REGARDING: Assumptions for Baltimore Transportation Conformity Analysis

Dear Ms. Aris and Mr. Forrest:

Thank you for conducting a briefing on Baltimore's transportation and air quality, held on August 16, 1999. We are writing to follow up comments and observations made at that meeting. The Interagency Consultation Group is meeting on August 19th to discuss the planning assumptions to be used as inputs for the TSC's transportation conformity analysis. The Transportation Steering Committee is meeting on August 24th and will also consider this seemingly technical issue, which will have great practical consequence for the health of Maryland's residents and communities.

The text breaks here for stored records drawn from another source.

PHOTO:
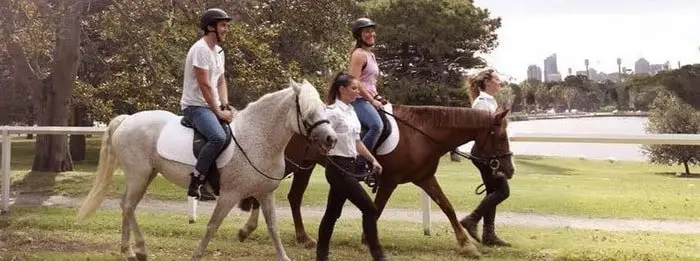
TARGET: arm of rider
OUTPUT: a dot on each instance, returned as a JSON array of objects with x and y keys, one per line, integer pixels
[
  {"x": 357, "y": 60},
  {"x": 480, "y": 103},
  {"x": 364, "y": 152},
  {"x": 202, "y": 76}
]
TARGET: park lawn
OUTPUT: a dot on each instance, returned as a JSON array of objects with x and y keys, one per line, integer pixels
[
  {"x": 41, "y": 233},
  {"x": 545, "y": 185}
]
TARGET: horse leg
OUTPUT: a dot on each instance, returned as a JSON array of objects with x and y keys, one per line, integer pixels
[
  {"x": 267, "y": 203},
  {"x": 295, "y": 196},
  {"x": 192, "y": 209},
  {"x": 224, "y": 205},
  {"x": 134, "y": 190},
  {"x": 432, "y": 188},
  {"x": 250, "y": 225},
  {"x": 383, "y": 194}
]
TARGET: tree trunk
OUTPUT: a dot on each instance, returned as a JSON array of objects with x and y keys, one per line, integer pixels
[
  {"x": 52, "y": 153},
  {"x": 77, "y": 142}
]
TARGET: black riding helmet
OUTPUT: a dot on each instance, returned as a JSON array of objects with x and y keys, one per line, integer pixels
[
  {"x": 211, "y": 17},
  {"x": 359, "y": 24}
]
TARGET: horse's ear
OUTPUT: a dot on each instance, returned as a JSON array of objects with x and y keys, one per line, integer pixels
[{"x": 295, "y": 85}]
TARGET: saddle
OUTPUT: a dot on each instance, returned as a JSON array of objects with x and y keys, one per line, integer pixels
[{"x": 213, "y": 176}]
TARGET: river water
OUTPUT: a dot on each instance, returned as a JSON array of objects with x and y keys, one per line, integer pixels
[{"x": 594, "y": 125}]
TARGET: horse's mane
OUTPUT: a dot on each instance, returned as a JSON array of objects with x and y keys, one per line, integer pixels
[
  {"x": 445, "y": 117},
  {"x": 309, "y": 99}
]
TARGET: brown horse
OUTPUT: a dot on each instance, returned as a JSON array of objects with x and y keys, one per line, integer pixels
[{"x": 426, "y": 133}]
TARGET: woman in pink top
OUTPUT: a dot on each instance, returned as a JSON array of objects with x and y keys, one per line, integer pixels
[{"x": 363, "y": 66}]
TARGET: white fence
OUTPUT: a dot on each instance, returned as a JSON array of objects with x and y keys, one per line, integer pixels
[{"x": 671, "y": 139}]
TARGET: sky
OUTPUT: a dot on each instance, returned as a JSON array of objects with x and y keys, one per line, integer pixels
[{"x": 598, "y": 30}]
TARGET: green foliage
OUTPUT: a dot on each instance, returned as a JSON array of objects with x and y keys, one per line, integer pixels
[
  {"x": 685, "y": 83},
  {"x": 669, "y": 114},
  {"x": 424, "y": 44}
]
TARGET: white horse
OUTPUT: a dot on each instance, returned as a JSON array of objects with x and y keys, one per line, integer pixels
[{"x": 262, "y": 129}]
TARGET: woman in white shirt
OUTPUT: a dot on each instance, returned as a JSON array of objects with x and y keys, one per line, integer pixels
[
  {"x": 482, "y": 89},
  {"x": 343, "y": 186}
]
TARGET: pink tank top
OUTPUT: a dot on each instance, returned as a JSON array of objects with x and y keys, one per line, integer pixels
[{"x": 369, "y": 74}]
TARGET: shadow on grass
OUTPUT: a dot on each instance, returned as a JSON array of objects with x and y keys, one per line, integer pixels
[
  {"x": 678, "y": 175},
  {"x": 544, "y": 169}
]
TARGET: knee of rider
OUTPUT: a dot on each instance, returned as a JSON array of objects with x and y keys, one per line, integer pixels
[
  {"x": 377, "y": 126},
  {"x": 218, "y": 139}
]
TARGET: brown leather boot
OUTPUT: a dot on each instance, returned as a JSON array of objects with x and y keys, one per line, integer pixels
[{"x": 470, "y": 223}]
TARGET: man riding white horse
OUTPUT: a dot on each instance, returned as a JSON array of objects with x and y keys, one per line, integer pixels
[{"x": 205, "y": 105}]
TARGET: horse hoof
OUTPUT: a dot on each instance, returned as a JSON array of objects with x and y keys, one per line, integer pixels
[
  {"x": 306, "y": 242},
  {"x": 470, "y": 251},
  {"x": 242, "y": 235}
]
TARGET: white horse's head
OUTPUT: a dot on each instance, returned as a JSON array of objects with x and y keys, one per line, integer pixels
[{"x": 309, "y": 117}]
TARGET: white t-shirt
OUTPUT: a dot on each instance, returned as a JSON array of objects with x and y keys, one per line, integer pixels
[
  {"x": 202, "y": 56},
  {"x": 345, "y": 123},
  {"x": 485, "y": 102}
]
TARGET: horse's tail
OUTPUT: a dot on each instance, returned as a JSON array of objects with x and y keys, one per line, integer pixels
[
  {"x": 105, "y": 171},
  {"x": 248, "y": 203}
]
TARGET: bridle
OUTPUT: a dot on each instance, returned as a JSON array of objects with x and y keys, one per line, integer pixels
[
  {"x": 493, "y": 161},
  {"x": 307, "y": 127}
]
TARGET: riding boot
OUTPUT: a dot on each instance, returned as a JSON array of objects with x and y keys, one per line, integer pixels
[
  {"x": 470, "y": 223},
  {"x": 361, "y": 166},
  {"x": 198, "y": 190},
  {"x": 489, "y": 236}
]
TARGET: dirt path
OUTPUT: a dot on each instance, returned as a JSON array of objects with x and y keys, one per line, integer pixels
[{"x": 409, "y": 215}]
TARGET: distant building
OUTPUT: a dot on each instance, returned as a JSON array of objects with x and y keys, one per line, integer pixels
[
  {"x": 553, "y": 77},
  {"x": 550, "y": 69},
  {"x": 534, "y": 72},
  {"x": 642, "y": 66}
]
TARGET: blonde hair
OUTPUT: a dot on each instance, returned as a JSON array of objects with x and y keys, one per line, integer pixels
[{"x": 476, "y": 83}]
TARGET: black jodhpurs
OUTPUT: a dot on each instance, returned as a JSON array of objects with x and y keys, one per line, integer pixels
[
  {"x": 497, "y": 191},
  {"x": 342, "y": 188}
]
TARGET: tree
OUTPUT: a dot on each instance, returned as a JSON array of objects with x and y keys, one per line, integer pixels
[
  {"x": 506, "y": 96},
  {"x": 669, "y": 114},
  {"x": 685, "y": 83},
  {"x": 51, "y": 93},
  {"x": 423, "y": 45}
]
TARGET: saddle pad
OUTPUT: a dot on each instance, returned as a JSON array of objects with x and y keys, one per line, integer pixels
[
  {"x": 393, "y": 139},
  {"x": 175, "y": 143}
]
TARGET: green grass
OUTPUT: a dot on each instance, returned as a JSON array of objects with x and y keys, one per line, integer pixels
[
  {"x": 563, "y": 186},
  {"x": 44, "y": 233}
]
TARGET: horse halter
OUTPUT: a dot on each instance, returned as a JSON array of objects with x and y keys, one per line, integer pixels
[
  {"x": 308, "y": 128},
  {"x": 494, "y": 161}
]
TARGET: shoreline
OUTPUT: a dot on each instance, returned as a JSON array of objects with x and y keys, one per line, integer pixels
[{"x": 530, "y": 117}]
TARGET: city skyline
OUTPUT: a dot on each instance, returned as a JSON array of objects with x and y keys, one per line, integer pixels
[
  {"x": 640, "y": 66},
  {"x": 600, "y": 31}
]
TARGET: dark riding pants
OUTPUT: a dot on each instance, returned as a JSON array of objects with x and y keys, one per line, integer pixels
[
  {"x": 497, "y": 191},
  {"x": 342, "y": 188},
  {"x": 205, "y": 121}
]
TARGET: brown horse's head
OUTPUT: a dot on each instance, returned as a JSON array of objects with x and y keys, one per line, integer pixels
[{"x": 492, "y": 145}]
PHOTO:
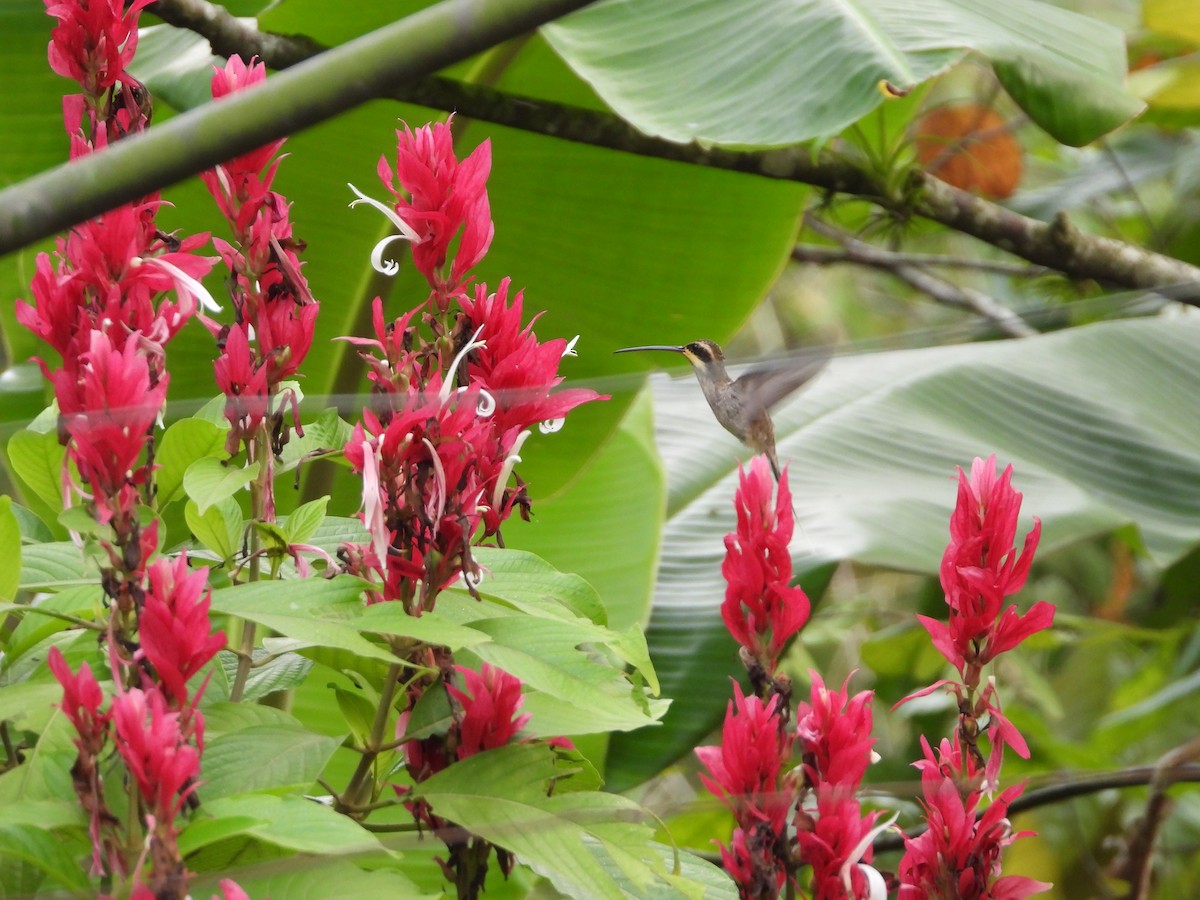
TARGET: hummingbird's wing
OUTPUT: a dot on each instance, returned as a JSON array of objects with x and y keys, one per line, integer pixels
[{"x": 765, "y": 387}]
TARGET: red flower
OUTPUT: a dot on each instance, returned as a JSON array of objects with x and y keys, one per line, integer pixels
[
  {"x": 958, "y": 856},
  {"x": 444, "y": 197},
  {"x": 82, "y": 699},
  {"x": 835, "y": 735},
  {"x": 174, "y": 625},
  {"x": 745, "y": 771},
  {"x": 155, "y": 750},
  {"x": 94, "y": 41},
  {"x": 108, "y": 405},
  {"x": 490, "y": 706},
  {"x": 835, "y": 843},
  {"x": 513, "y": 366},
  {"x": 761, "y": 610},
  {"x": 981, "y": 568}
]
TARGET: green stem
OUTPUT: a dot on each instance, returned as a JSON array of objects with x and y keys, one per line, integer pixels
[
  {"x": 258, "y": 450},
  {"x": 310, "y": 93},
  {"x": 352, "y": 797}
]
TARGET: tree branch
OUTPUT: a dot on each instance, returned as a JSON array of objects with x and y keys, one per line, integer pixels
[
  {"x": 309, "y": 93},
  {"x": 371, "y": 66},
  {"x": 936, "y": 287}
]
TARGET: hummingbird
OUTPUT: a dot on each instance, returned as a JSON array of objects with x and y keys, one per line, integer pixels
[{"x": 743, "y": 406}]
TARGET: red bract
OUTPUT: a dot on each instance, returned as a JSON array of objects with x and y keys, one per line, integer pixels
[
  {"x": 835, "y": 843},
  {"x": 490, "y": 706},
  {"x": 155, "y": 750},
  {"x": 444, "y": 196},
  {"x": 82, "y": 699},
  {"x": 834, "y": 735},
  {"x": 108, "y": 405},
  {"x": 174, "y": 625},
  {"x": 958, "y": 856},
  {"x": 761, "y": 610},
  {"x": 94, "y": 40},
  {"x": 245, "y": 180},
  {"x": 981, "y": 568},
  {"x": 513, "y": 366},
  {"x": 745, "y": 769}
]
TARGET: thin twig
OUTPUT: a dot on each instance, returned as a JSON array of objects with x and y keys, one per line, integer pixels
[
  {"x": 936, "y": 287},
  {"x": 833, "y": 256}
]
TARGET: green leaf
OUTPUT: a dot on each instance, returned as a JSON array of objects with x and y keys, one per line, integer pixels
[
  {"x": 52, "y": 567},
  {"x": 588, "y": 844},
  {"x": 315, "y": 879},
  {"x": 772, "y": 73},
  {"x": 37, "y": 459},
  {"x": 39, "y": 847},
  {"x": 546, "y": 655},
  {"x": 525, "y": 582},
  {"x": 294, "y": 823},
  {"x": 287, "y": 759},
  {"x": 1101, "y": 423},
  {"x": 281, "y": 673},
  {"x": 39, "y": 621},
  {"x": 208, "y": 480},
  {"x": 184, "y": 443},
  {"x": 593, "y": 531},
  {"x": 317, "y": 612},
  {"x": 220, "y": 528},
  {"x": 305, "y": 521},
  {"x": 33, "y": 528},
  {"x": 431, "y": 628},
  {"x": 10, "y": 550}
]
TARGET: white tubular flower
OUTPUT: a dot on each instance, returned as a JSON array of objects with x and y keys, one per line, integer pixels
[
  {"x": 406, "y": 233},
  {"x": 510, "y": 463},
  {"x": 184, "y": 282},
  {"x": 473, "y": 343}
]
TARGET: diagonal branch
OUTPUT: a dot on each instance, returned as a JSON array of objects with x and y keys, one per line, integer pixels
[
  {"x": 940, "y": 289},
  {"x": 370, "y": 66}
]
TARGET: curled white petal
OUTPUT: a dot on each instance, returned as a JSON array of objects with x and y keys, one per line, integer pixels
[
  {"x": 393, "y": 216},
  {"x": 473, "y": 343},
  {"x": 183, "y": 282},
  {"x": 510, "y": 463},
  {"x": 855, "y": 855},
  {"x": 439, "y": 485},
  {"x": 385, "y": 267},
  {"x": 876, "y": 888},
  {"x": 486, "y": 405}
]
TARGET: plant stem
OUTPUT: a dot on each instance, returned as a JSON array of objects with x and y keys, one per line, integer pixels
[{"x": 352, "y": 798}]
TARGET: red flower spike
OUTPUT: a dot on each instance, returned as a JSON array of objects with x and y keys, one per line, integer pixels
[
  {"x": 490, "y": 706},
  {"x": 155, "y": 751},
  {"x": 834, "y": 732},
  {"x": 745, "y": 769},
  {"x": 761, "y": 611},
  {"x": 981, "y": 568},
  {"x": 444, "y": 197},
  {"x": 174, "y": 627},
  {"x": 108, "y": 405},
  {"x": 958, "y": 856},
  {"x": 94, "y": 41}
]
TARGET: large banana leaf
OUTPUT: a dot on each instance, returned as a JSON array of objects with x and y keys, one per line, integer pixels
[
  {"x": 755, "y": 72},
  {"x": 1101, "y": 423}
]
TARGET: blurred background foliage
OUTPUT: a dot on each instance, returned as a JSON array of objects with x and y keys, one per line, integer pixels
[{"x": 1099, "y": 411}]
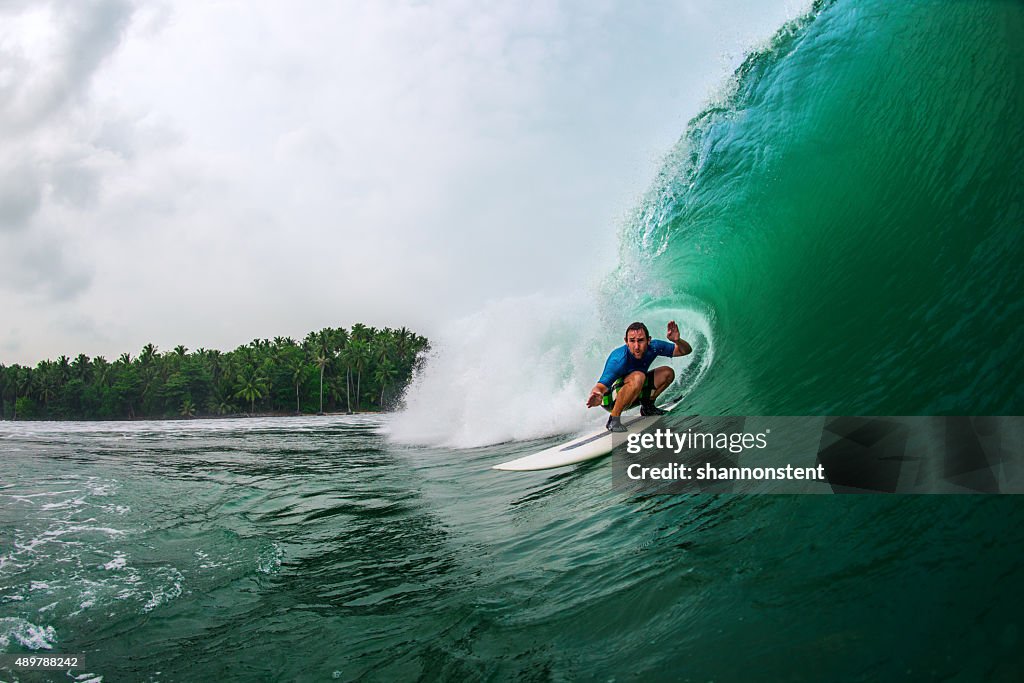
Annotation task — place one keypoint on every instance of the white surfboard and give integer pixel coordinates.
(581, 449)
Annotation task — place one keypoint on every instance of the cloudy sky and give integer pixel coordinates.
(205, 173)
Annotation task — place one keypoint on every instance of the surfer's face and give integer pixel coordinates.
(637, 342)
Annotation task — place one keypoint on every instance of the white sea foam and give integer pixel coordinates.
(521, 369)
(118, 562)
(26, 634)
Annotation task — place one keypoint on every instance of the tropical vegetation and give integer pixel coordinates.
(333, 370)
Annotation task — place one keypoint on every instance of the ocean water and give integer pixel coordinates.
(840, 231)
(312, 549)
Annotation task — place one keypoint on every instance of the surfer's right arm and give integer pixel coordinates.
(596, 394)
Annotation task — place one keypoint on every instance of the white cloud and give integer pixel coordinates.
(205, 173)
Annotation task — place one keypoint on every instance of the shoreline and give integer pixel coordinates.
(233, 416)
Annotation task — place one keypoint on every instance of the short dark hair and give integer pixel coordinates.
(638, 326)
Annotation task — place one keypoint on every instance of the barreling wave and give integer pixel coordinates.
(849, 216)
(839, 231)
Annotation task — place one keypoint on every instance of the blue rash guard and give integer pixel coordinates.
(621, 363)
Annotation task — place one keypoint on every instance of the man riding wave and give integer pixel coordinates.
(627, 375)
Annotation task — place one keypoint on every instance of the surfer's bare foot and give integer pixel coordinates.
(614, 425)
(648, 409)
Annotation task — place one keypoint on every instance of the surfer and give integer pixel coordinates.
(626, 373)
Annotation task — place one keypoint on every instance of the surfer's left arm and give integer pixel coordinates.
(682, 348)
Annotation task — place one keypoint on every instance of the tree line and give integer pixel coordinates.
(360, 369)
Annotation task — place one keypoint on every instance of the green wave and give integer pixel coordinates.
(848, 217)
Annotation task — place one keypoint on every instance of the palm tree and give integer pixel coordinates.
(253, 387)
(296, 368)
(384, 375)
(147, 353)
(358, 352)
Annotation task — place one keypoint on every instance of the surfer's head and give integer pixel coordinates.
(637, 339)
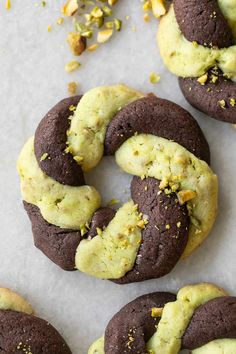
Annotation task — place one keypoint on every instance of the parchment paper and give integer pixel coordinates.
(32, 81)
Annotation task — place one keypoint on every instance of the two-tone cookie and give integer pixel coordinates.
(197, 41)
(201, 318)
(173, 192)
(22, 332)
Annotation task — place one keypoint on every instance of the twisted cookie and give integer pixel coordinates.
(173, 193)
(201, 318)
(22, 332)
(197, 41)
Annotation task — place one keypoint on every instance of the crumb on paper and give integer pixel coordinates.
(72, 66)
(72, 87)
(154, 78)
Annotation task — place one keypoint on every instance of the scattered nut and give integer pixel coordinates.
(76, 42)
(72, 88)
(72, 66)
(70, 8)
(104, 35)
(157, 311)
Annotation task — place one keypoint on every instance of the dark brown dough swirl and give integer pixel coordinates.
(23, 333)
(165, 236)
(131, 328)
(203, 22)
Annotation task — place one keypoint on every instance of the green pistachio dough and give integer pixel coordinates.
(91, 118)
(187, 59)
(174, 321)
(177, 315)
(61, 205)
(219, 346)
(149, 155)
(112, 253)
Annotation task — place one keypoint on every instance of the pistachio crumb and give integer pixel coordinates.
(186, 195)
(154, 78)
(104, 35)
(72, 66)
(222, 104)
(72, 88)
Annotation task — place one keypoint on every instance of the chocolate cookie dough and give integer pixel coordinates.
(197, 43)
(23, 332)
(172, 181)
(200, 317)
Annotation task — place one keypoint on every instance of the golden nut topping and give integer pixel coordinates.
(186, 195)
(158, 8)
(76, 42)
(72, 88)
(157, 311)
(70, 8)
(104, 35)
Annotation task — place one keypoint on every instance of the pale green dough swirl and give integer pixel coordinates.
(177, 315)
(149, 155)
(218, 346)
(61, 205)
(89, 124)
(112, 253)
(186, 59)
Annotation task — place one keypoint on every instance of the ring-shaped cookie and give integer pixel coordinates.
(197, 41)
(23, 332)
(174, 191)
(201, 319)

We urge your groups to approve the use of updated 1996 Maryland motor vehicle registration data for conformity analysis and to provide more documentation to the public on proposed changes to the transportation model assumptions and methods.

The draft analysis by the Maryland Department of the Environment (MDE) and the Baltimore regional Transportation Steering Committee (TSC) released on August 19th shows that air pollution coming from cars and trucks in metropolitan Baltimore is about 15 percent greater than previously estimated for all years evaluated. This change results from updating the information about the characteristics of the motor vehicle fleet in the Baltimore region, using more recent 1996 registration data, rather than obsolete 1990 data. This increased pollution is due to greater use of sport utility vehicles today than in 1990 and the fact that consumers continue to use older, more polluting cars and trucks for more years than previously assumed. These added emissions are a major contributor to the ozone smog pollution that exacerbates health problems and death rates for those with respiratory diseases such as asthma.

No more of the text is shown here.